Consumers in the U.S. are still reeling from the lasting financial impacts brought about by the first months of the pandemic. Sweeping unemployment, rising medical costs and other factors have forced many to search for other sources of income. This includes relief payments sent out by state or federal government agencies, from Social Security checks to stimulus funds still left outstanding from the CARES Act passed in late March. Approximately 12 million consumers with lower incomes or those without bank accounts are still waiting for stimulus checks to appear, and the final deadline for these individuals to register with the IRS for such payments passed on Nov. 21.
Identifying these consumers is only step one, however. Getting them the money often involves sending out paper checks, adding to delays. The stimulus check struggle appears emblematic of a larger reliance on paper disbursement processes within both federal and state government agencies for a broad spectrum of payments, despite the fact that payment recipients themselves are calling for faster disbursement methods. A January PYMNTS study found that 37.4 percent of consumers reported wanting to receive disbursements via instant payment methods, yet only 24.7 percent of government agencies reported supporting any such methods.
The gap between the number of consumers asking for money more swiftly and the number of government agencies actually able to meet that demand has only become more critical over the past few months as the pandemic has continued. The following Deep Dive examines how the pandemic has affected vulnerable consumers’ financial needs as well as their expectations for incoming disbursements. It also examines how government agencies’ continued reliance on paper checks for stimulus, Social Security or other disbursements can have lasting negative effects on their constituents’ financial health and why interest in digital or instant disbursement methods is on the rise.
Examining The Disbursements Divide
Fixing the disbursements gap may seem simple, but state and government agencies that have been moving money through manual, paper-based processes for decades need to upgrade their outdated infrastructure before they can move forward. This need is also not unique to government agencies — the treasury banks responsible for helping businesses make payments are also fighting against outdated infrastructures, as about $30 trillion annually sent out via paper checks to both businesses and consumers, for example. Government agencies must also manage several layers of inter-department communications as well as compliance checks to send out funds, adding further complexity to an overwhelmed and lagging disbursements process that was built around paper checks. Recent PYMNTS data found that 50.1 percent of consumer disbursements by U.S. companies and agencies are made via such legacy payment methods.
These established manual disbursement methods are butting heads with a consumer population that is becoming more accustomed to fast, digital access to their money. This is especially true as more Americans begin to receive instant disbursements from nongovernment entities such as insurance firms or investment companies. Those in the Generation Z and millennial demographics are spearheading this shift to digital, as they are the most likely to have received money through instant payment methods. Seventeen percent of Gen Z consumers have received a nongovernment disbursement instantly, as have 15.6 percent of millennials, according to PYMNTS research.
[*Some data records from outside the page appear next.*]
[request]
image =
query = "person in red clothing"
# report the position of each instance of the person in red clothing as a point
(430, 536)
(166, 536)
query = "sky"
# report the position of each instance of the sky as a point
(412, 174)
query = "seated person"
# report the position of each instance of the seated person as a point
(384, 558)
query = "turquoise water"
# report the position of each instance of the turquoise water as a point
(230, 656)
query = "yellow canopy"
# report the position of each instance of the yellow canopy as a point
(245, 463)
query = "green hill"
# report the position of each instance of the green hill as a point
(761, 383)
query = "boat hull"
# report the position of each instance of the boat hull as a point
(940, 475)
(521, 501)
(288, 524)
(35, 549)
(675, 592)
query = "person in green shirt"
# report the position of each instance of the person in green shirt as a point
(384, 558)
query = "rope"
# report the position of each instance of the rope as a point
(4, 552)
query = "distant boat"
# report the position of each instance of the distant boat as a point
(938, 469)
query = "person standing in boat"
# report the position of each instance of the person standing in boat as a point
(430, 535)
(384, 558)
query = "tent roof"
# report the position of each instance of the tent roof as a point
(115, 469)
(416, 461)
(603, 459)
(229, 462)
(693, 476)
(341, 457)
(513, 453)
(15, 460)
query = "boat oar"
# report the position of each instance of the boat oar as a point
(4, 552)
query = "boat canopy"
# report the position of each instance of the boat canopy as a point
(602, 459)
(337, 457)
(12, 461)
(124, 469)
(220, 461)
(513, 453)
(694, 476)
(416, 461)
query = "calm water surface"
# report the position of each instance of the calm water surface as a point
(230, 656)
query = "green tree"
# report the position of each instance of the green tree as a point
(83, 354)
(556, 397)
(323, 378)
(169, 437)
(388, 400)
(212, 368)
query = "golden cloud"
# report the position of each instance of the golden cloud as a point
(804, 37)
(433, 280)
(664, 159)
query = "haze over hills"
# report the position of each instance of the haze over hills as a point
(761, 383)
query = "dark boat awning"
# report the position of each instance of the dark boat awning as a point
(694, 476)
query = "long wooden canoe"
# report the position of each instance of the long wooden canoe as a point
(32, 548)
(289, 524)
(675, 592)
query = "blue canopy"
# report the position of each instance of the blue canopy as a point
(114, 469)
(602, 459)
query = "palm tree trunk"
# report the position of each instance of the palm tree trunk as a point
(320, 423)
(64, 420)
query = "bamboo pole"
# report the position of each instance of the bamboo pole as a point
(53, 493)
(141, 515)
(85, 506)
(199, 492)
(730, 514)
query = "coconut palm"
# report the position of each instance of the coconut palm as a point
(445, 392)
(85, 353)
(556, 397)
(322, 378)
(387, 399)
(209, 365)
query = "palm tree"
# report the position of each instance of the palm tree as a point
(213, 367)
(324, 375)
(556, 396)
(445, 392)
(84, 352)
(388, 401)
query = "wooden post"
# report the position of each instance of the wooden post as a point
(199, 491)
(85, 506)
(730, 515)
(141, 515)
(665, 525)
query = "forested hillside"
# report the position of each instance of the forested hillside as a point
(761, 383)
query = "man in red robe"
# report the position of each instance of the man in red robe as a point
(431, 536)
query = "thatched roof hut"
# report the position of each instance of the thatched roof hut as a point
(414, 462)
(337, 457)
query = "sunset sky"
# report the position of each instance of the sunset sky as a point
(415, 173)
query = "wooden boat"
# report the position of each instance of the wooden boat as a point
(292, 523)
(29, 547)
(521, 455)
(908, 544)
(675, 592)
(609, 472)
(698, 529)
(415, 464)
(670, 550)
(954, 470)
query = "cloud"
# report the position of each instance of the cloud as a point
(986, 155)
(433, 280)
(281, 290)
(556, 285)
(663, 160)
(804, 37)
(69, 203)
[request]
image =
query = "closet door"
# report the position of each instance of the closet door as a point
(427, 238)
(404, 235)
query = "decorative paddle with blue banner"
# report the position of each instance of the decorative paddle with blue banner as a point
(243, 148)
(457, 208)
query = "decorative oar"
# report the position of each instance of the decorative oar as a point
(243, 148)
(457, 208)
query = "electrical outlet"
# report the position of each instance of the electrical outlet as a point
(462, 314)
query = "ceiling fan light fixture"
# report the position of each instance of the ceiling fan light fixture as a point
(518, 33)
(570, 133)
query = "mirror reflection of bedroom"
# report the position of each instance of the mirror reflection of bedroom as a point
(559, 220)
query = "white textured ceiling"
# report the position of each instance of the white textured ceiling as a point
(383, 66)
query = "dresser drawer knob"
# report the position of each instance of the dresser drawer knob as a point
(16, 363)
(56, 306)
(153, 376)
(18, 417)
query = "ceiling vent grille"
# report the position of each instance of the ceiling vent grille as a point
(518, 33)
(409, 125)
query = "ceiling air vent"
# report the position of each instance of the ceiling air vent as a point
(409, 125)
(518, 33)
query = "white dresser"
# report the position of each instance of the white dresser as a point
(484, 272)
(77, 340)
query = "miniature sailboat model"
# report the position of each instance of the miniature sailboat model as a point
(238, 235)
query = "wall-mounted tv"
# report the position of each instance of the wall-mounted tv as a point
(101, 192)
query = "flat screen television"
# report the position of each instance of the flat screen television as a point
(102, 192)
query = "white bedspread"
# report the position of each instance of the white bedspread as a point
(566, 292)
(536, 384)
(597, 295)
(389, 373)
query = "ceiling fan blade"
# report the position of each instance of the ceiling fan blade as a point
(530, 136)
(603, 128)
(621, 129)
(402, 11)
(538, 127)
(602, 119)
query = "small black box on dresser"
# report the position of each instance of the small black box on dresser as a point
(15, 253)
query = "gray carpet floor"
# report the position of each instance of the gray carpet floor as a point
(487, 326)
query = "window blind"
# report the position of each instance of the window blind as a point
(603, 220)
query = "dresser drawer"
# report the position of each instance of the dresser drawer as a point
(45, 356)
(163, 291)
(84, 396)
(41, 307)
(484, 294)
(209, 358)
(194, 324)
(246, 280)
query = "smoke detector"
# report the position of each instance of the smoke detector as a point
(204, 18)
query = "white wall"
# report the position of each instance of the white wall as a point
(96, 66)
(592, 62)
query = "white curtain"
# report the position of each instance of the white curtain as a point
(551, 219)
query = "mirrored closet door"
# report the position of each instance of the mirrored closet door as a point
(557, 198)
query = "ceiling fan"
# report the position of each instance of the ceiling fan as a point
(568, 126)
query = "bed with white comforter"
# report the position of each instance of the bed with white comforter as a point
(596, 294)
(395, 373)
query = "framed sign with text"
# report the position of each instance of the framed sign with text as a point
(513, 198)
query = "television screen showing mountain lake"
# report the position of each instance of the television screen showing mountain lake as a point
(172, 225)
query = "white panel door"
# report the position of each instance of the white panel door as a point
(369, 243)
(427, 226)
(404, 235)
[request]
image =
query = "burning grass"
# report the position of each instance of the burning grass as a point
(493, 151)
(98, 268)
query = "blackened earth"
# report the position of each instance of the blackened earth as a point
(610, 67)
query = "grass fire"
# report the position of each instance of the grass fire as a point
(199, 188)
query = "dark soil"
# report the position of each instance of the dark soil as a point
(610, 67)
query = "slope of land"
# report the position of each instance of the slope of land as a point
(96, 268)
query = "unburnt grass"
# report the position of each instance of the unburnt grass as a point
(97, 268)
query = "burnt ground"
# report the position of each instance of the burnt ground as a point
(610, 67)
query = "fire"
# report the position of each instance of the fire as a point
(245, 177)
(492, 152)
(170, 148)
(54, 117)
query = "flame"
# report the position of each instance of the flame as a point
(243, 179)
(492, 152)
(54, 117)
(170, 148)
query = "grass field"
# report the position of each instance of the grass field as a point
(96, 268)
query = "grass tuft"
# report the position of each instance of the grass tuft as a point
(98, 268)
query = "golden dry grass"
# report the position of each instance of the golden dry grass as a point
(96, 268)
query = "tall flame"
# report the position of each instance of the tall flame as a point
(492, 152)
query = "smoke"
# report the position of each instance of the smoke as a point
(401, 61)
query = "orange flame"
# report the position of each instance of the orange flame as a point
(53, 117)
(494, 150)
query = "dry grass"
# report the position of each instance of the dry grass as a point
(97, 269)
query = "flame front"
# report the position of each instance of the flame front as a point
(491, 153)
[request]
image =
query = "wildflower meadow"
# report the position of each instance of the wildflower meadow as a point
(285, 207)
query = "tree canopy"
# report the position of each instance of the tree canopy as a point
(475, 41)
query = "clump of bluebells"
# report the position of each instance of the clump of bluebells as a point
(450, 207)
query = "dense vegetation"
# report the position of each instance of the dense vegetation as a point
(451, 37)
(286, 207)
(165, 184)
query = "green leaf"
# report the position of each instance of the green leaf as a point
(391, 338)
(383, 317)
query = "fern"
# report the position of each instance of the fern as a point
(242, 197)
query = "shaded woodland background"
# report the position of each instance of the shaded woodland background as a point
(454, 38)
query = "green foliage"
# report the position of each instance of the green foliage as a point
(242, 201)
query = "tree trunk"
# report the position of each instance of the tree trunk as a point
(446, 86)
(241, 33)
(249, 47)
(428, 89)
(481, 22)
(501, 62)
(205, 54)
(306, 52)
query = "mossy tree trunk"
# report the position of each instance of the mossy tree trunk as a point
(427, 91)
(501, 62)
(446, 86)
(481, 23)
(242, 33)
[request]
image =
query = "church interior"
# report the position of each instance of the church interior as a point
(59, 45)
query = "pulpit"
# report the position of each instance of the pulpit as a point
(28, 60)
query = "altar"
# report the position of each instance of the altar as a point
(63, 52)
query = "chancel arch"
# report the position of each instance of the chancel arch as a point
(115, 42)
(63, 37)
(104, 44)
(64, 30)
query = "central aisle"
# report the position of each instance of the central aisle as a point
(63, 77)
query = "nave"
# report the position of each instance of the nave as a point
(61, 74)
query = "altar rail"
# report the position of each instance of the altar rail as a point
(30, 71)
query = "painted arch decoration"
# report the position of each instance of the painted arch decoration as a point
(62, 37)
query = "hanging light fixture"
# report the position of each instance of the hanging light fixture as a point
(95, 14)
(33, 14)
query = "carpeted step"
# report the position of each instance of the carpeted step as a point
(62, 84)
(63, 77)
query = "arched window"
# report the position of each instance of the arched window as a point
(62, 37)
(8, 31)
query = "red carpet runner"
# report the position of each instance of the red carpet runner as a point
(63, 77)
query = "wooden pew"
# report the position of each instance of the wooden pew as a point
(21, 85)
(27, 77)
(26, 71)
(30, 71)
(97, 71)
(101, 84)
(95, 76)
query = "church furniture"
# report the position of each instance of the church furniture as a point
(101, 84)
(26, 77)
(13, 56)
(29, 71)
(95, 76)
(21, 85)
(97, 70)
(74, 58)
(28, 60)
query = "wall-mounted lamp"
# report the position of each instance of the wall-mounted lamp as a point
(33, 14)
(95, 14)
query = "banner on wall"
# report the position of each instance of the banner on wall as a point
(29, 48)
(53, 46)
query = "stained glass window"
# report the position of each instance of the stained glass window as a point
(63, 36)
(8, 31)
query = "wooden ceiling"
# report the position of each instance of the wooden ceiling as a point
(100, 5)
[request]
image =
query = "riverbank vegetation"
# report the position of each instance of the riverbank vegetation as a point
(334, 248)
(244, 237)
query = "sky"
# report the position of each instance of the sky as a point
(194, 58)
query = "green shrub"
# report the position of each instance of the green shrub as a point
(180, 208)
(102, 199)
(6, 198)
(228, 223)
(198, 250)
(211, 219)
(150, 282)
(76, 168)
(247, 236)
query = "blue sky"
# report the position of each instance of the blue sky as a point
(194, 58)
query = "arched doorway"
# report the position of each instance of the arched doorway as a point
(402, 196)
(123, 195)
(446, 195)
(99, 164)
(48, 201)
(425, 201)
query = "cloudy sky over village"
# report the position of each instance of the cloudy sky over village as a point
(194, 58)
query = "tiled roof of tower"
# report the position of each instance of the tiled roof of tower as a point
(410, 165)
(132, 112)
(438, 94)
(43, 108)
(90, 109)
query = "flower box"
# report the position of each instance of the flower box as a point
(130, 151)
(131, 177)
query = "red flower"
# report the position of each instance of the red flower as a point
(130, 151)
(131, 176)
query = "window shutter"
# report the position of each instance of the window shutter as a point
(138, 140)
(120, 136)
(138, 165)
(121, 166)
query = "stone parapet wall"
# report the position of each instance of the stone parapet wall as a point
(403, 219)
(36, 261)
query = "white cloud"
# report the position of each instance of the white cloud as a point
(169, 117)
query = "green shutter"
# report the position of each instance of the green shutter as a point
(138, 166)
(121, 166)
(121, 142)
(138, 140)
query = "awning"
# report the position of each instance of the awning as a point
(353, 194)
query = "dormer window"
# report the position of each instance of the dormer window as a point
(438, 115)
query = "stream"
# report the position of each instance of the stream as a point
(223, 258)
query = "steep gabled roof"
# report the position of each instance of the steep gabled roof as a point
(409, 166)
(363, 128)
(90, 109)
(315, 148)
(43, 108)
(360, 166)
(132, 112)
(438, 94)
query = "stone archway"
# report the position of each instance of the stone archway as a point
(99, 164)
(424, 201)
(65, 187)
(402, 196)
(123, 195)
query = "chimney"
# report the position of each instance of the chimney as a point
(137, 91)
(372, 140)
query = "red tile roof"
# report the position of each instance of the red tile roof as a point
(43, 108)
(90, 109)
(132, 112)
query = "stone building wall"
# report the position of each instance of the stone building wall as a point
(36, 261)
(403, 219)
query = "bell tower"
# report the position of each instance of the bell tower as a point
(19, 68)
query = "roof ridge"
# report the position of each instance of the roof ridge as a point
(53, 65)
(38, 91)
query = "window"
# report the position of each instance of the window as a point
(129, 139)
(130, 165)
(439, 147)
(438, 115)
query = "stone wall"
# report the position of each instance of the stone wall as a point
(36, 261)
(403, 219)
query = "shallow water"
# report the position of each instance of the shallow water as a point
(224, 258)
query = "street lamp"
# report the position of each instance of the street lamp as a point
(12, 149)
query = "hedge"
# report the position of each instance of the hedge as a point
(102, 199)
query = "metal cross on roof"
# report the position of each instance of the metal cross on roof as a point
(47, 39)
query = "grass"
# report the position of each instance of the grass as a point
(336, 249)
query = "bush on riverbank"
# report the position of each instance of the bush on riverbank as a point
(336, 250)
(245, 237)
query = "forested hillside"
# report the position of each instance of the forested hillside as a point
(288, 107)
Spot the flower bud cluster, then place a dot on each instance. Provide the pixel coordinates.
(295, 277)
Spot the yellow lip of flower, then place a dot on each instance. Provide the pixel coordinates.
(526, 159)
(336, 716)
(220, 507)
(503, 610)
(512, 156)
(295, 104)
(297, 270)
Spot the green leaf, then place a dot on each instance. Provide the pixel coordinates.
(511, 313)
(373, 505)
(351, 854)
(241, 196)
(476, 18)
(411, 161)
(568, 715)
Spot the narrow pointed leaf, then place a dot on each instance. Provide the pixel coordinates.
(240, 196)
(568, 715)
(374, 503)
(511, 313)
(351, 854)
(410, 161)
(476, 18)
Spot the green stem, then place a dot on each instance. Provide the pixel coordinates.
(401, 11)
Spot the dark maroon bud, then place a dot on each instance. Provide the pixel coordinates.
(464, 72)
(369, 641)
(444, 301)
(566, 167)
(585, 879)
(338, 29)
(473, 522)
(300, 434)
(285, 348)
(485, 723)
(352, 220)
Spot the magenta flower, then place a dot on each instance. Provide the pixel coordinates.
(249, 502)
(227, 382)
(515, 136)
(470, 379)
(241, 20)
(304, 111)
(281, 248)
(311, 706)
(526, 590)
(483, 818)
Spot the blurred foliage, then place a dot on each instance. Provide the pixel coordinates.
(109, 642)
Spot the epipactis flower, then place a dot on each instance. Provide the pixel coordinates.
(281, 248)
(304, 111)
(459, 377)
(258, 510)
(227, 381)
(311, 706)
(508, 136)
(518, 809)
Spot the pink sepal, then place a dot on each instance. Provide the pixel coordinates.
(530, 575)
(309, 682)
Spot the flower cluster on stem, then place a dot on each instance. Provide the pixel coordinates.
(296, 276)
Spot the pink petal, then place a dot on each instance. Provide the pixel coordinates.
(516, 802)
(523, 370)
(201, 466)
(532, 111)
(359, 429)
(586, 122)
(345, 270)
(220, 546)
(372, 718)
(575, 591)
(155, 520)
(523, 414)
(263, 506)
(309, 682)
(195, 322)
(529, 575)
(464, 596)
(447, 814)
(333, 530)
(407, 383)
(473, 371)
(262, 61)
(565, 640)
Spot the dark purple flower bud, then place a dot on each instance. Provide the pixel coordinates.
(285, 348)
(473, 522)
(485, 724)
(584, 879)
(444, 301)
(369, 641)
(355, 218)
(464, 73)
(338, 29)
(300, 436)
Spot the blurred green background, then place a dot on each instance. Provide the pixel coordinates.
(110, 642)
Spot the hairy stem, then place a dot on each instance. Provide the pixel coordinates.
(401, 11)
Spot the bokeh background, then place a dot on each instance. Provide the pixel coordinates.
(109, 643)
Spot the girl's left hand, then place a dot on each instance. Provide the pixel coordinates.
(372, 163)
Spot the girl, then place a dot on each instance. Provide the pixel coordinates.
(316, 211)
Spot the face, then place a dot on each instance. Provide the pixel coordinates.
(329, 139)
These digital natives have been driving support for instant disbursements since they started earning more and participating widely in the financial ecosystem. The demand for instant payments that allow consumers to easily receive and spend their money has only grown since the start of the pandemic as Americans of all age groups adjusted to navigate the negative financial effects of the health crisis. Consumers are becoming less tolerant of checks and other lagging disbursement methods as time goes on, with less than 10 percent of consumers noting they would rather receive a check than an instant payment. Government agencies are facing the same check resistance, and clinging to checks could have severe effects on the financial health of millions of consumers.
Checks And The Economic Balance
Government agencies are still supporting paper check payments because they are a way to send funds to underbanked or unbanked consumers, though state and federal agencies have been considering digital alternatives for some time. Forty-four out of 50 states were seeking ways to upgrade their digital disbursement and deposit tools as of January, for example, and many state agencies offer some digital payment capabilities for their citizens. The development and adoption of these electronic disbursements has moved cautiously, however, with agencies again trying to fold innovative payment methods into systems widely designed for paper-based, physical payments.
The pandemic has largely shattered the advantages of that measured approach as widespread financial distress continues to harm millions of U.S. consumers. Approximately 60 percent of Americans live paycheck to paycheck, and 8 million have fallen under the poverty line due to the pandemic’s effects.
This indicates that paper checks may be outgrowing their benefits — even for the unbanked — at a faster curve. Implementing some form of instant payment or considering the use cases for mobile or peer-to-peer (P2P) disbursements — especially for those that are unbanked, as these methods often do not require bank accounts — could therefore help government agencies stay on top of vulnerable consumers’ needs.